Amendement n°16 (Rect)
Auteur
Nadège Abomangoli
Laurent Alexandre
Gabriel Amard
Ségolène Amiot
Farida Amrani
Rodrigo Arenas
Raphaël Arnault
Anaïs Belouassa-Cherifi
Shéhérazade Bentorki
Ugo Bernalicis
Christophe Bex
Carlos Martens Bilongo
Manuel Bompard
Idir Boumertit
Louis Boyard
Pierre-Yves Cadalen
Aymeric Caron
Sylvain Carrière
Gabrielle Cathala
Bérenger Cernon
Sophia Chikirou
Hadrien Clouet
Éric Coquerel
Jean-François Coulomme
Sébastien Delogu
Aly Diouara
Alma Dufour
Karen Erodi
Mathilde Feld
Emmanuel Fernandes
Sylvie Ferrer
Perceval Gaillard
Clémence Guetté
Zahia Hamdane
Mathilde Hignet
Andy Kerbrat
Bastien Lachaud
Abdelkader Lahmar
Maxime Laisney
Aurélien Le Coq
Arnaud Le Gall
Élise Leboucher
Jérôme Legavre
Sarah Legrain
Murielle Lepvraud
Antoine Léaument
Élisa Martin
Damien Maudet
Marianne Maximi
Marie Mesmeur
Manon Meunier
Jean-Philippe Nilor
Sandrine Nosbé
Danièle Obono
Nathalie Oziol
Mathilde Panot
René Pilato
François Piquemal
Thomas Portes
Loïc Prud'homme
Jean-Hugues Ratenon
Arnaud Saint-Martin
Aurélien Saintoul
Ersilia Soudais
Anne Stambach-Terrenoir
Aurélien Taché
Andrée Taurinya
Matthias Tavel
Aurélie Trouvé
Paul VannierExposé des motifs
Par cet amendement, le groupe LFI souhaite, à travers une demande de rapport, interpeller sur les évolutions du monde du travail qui rendent de moins en moins possible l’obtention de la médaille d’honneur du travail.

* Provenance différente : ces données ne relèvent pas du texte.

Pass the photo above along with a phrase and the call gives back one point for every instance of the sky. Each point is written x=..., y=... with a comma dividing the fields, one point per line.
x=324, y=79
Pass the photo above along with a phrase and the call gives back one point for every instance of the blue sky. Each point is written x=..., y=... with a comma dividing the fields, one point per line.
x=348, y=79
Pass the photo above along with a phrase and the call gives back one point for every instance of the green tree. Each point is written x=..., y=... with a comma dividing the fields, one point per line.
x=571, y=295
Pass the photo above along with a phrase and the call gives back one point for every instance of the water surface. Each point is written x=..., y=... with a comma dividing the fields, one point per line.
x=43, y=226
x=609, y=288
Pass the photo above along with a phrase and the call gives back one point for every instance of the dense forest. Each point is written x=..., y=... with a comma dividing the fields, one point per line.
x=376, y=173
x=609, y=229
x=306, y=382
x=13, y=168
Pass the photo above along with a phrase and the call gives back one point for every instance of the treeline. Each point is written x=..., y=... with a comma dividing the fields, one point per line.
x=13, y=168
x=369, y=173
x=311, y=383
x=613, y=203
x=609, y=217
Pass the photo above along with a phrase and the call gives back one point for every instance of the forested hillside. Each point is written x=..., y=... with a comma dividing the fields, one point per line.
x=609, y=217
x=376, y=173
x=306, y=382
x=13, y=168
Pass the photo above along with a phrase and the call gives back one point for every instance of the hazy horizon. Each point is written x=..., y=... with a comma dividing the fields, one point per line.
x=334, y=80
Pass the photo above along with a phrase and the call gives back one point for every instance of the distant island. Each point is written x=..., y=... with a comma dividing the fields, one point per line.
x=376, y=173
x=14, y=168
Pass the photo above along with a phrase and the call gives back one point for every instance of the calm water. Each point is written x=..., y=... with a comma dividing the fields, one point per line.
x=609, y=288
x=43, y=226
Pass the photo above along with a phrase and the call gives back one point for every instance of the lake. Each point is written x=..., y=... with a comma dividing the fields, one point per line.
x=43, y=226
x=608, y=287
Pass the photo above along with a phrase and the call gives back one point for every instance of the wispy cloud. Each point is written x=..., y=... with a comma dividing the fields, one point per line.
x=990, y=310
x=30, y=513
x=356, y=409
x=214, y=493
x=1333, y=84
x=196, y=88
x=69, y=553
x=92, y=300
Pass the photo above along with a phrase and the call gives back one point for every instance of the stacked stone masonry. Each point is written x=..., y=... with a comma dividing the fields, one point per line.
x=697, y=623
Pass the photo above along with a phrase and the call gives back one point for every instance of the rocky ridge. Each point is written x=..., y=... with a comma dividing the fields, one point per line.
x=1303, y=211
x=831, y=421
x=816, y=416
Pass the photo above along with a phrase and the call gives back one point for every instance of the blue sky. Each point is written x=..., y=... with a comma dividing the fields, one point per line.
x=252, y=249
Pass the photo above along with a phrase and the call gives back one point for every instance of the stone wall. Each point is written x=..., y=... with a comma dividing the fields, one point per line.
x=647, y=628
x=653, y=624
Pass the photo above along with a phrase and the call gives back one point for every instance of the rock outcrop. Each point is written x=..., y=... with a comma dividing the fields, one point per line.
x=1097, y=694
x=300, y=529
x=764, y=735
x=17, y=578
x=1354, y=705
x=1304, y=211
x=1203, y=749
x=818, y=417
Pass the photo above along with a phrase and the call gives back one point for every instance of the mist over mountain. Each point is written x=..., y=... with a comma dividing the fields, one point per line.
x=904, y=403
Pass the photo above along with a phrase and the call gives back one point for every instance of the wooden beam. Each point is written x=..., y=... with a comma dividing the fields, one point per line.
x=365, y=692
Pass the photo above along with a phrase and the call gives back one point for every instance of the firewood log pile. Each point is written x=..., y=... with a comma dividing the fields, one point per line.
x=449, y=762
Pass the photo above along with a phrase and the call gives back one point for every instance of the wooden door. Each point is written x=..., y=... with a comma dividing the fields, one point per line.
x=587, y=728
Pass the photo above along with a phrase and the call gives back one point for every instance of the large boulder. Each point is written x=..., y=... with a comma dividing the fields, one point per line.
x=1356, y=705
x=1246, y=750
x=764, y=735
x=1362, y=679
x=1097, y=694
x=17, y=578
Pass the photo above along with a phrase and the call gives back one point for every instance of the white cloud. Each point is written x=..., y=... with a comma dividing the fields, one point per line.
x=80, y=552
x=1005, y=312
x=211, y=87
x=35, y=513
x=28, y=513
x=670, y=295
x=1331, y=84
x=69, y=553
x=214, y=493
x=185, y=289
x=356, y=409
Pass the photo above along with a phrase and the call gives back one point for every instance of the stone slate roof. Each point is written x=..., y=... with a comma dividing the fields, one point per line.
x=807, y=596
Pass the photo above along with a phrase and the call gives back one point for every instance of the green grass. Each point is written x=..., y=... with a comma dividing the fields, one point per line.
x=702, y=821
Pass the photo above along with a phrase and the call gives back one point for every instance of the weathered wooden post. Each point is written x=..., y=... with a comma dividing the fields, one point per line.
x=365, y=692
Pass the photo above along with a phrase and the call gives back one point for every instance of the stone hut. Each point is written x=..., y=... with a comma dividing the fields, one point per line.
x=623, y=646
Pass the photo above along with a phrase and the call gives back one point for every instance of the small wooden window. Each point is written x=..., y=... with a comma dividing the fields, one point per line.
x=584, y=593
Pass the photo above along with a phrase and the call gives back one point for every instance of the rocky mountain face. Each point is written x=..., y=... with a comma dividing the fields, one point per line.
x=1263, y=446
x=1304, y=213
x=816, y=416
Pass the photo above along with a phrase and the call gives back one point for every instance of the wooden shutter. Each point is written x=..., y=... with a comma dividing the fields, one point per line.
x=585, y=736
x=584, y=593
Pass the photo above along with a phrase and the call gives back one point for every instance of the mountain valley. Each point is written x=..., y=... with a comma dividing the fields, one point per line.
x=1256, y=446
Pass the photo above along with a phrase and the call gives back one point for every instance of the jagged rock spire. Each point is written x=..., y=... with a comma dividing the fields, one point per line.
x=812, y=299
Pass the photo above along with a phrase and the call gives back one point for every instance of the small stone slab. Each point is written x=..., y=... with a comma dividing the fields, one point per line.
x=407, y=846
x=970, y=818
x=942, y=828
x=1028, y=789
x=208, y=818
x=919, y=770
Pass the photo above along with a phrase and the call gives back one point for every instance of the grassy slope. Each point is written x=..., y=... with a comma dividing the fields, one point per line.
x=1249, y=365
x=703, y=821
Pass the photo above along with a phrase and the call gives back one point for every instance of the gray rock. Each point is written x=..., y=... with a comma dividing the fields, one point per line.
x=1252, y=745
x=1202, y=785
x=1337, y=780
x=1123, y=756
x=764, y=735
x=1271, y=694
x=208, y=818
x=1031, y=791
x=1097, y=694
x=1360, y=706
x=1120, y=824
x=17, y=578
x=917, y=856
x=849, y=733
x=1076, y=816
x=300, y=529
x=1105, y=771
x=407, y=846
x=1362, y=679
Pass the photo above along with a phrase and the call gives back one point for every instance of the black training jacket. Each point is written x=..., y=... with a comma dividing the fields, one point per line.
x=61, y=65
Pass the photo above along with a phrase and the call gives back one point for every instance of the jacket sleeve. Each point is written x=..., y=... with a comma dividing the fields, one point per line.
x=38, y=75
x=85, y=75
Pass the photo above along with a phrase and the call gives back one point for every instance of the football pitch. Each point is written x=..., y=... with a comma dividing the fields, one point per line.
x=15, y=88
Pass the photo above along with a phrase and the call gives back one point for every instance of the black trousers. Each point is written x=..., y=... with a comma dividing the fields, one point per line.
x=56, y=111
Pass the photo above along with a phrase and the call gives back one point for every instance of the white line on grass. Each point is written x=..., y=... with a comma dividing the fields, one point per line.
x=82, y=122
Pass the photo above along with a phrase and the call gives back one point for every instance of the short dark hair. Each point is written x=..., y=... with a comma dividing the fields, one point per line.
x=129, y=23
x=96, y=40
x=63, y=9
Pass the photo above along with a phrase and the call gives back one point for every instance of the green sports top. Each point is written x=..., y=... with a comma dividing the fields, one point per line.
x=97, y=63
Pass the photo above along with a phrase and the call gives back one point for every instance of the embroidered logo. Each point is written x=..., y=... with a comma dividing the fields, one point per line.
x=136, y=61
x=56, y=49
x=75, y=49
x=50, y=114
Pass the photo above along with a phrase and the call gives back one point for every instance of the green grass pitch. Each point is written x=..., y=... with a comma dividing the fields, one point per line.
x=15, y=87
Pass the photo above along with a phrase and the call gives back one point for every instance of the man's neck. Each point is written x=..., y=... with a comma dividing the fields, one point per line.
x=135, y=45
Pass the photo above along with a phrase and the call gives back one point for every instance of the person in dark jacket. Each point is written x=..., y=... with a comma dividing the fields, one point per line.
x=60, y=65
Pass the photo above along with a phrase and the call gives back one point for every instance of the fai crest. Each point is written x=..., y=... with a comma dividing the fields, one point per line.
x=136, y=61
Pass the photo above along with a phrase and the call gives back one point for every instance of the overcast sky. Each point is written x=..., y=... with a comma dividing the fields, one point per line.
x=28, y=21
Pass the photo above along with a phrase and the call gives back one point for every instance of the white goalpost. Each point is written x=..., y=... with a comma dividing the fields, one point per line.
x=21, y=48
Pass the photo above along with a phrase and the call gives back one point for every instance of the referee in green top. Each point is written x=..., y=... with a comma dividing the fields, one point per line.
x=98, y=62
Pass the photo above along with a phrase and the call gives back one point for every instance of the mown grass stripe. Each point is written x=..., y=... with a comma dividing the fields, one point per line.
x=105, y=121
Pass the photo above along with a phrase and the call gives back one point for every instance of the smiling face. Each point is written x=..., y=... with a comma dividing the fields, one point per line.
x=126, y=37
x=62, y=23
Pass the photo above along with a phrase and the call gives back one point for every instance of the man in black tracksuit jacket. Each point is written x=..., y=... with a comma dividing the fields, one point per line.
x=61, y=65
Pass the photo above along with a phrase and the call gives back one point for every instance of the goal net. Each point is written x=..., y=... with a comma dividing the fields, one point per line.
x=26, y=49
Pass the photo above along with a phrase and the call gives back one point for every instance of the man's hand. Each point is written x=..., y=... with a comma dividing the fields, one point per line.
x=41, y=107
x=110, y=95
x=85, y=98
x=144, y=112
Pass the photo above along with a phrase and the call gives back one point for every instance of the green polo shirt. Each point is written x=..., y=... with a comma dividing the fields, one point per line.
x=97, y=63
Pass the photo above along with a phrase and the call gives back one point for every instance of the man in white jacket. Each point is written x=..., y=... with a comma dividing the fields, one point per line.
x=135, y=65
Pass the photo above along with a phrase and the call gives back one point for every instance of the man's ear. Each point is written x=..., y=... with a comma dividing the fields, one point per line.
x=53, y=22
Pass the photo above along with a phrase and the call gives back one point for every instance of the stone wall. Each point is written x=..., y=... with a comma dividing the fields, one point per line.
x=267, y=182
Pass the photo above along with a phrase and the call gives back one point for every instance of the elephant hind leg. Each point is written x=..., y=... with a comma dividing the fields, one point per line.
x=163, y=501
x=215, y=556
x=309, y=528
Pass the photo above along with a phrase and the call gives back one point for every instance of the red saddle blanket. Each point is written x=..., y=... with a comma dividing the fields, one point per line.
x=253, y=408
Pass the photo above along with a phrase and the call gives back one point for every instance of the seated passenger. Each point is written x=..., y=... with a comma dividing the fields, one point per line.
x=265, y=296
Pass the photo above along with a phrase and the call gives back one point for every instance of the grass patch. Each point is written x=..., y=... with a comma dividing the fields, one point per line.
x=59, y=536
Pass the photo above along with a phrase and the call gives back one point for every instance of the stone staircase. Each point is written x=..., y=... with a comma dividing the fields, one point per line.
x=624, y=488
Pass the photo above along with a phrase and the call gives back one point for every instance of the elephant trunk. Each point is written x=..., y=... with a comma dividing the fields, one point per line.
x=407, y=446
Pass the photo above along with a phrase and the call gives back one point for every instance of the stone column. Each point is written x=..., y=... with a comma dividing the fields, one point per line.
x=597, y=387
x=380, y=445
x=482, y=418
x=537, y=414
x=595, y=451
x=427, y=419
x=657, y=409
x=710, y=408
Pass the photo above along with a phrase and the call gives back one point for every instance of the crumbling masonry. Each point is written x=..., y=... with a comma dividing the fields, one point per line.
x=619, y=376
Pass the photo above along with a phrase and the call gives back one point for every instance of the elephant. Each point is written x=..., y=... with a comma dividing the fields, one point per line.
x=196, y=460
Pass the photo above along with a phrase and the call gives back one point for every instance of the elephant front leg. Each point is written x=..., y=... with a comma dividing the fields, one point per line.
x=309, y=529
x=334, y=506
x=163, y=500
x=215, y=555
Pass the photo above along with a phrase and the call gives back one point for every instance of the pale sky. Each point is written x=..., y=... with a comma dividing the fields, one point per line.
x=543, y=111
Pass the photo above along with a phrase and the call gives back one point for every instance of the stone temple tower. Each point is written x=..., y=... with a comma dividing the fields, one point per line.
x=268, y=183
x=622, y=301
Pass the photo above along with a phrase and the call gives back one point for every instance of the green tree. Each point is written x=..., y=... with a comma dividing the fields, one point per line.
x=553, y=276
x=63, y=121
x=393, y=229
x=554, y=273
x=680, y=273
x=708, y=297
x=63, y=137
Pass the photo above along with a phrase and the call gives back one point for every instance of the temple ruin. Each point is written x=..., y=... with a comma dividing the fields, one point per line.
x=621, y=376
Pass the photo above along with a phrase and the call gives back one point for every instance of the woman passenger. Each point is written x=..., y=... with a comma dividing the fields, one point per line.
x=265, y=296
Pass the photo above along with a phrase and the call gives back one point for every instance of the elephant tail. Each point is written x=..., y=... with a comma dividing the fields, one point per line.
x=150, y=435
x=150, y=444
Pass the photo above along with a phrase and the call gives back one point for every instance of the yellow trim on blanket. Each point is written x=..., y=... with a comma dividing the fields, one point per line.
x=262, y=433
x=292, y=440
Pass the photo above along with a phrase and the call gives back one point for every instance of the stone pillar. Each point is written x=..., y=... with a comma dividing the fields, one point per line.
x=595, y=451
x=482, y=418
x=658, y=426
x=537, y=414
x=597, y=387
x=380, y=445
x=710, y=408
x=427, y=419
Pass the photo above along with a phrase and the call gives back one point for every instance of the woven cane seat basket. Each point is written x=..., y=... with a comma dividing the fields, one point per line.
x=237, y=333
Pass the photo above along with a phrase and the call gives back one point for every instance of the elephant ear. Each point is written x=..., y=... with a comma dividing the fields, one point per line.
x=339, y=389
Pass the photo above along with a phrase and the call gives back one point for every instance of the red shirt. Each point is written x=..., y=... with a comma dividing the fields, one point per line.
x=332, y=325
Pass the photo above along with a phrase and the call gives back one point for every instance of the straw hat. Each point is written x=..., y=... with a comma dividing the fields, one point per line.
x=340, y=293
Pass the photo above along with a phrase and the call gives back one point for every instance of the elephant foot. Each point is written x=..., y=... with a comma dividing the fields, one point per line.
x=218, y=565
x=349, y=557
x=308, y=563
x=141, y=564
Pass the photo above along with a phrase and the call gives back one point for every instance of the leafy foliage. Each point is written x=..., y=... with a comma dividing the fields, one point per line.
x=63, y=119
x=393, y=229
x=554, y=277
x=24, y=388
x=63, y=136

Créé en 1948, en résultat de la fusion de différentes distinctions honorifiques décernées dès la fin du 19ème siècle, il faut pour l'obtenir au minimum 20 ans de services, cumulés sur un ou plusieurs employeurs. Cette médaille a été conçue à une époque où les parcours professionnels étaient marqués par une plus grande stabilité de l’emploi et des carrières souvent réalisées au sein d’une même entreprise ou d’un même secteur. Or, les transformations profondes du monde du travail interrogent aujourd’hui l’adéquation de ses modalités d’attribution avec la réalité vécue par des millions de travailleurs. Le développement du temps partiel subi, la multiplication des contrats courts, l’essor de nouvelles formes d’emploi précaires ainsi que l’allongement des périodes de chômage ou de formation ont profondément modifié les trajectoires professionnelles. Aujourd’hui 8 embauches sur 10 sont réalisées en contrat à durée déterminée. Si un précaire sur deux obtenait un CDI au bout d’un an en 1982, aujourd’hui c’est seulement un sur cinq ! Par ailleurs, l’entrée plus tardive dans la vie active en raison de l’allongement de la durée des études, ainsi que les interruptions de carrière liées à l’accueil de l’enfant ou à des obligations familiales entrent aussi en compte. A travers cet amendement nous voulons rappeler le besoin d’apporter une stabilité dans l’emploi. Cela passera notamment par l’instauration d’un quota maximal de contrats précaires dans les entreprises : 10 % pour les petites et moyennes entreprises (PME), 5 % pour les grandes entreprises, l’abrogation des ordonnances Pénicaud et de la loi El Khomri, la requalification en contrat de travail salarié des travailleurs des plateformes et la titularisation des précaires des trois fonctions publiques.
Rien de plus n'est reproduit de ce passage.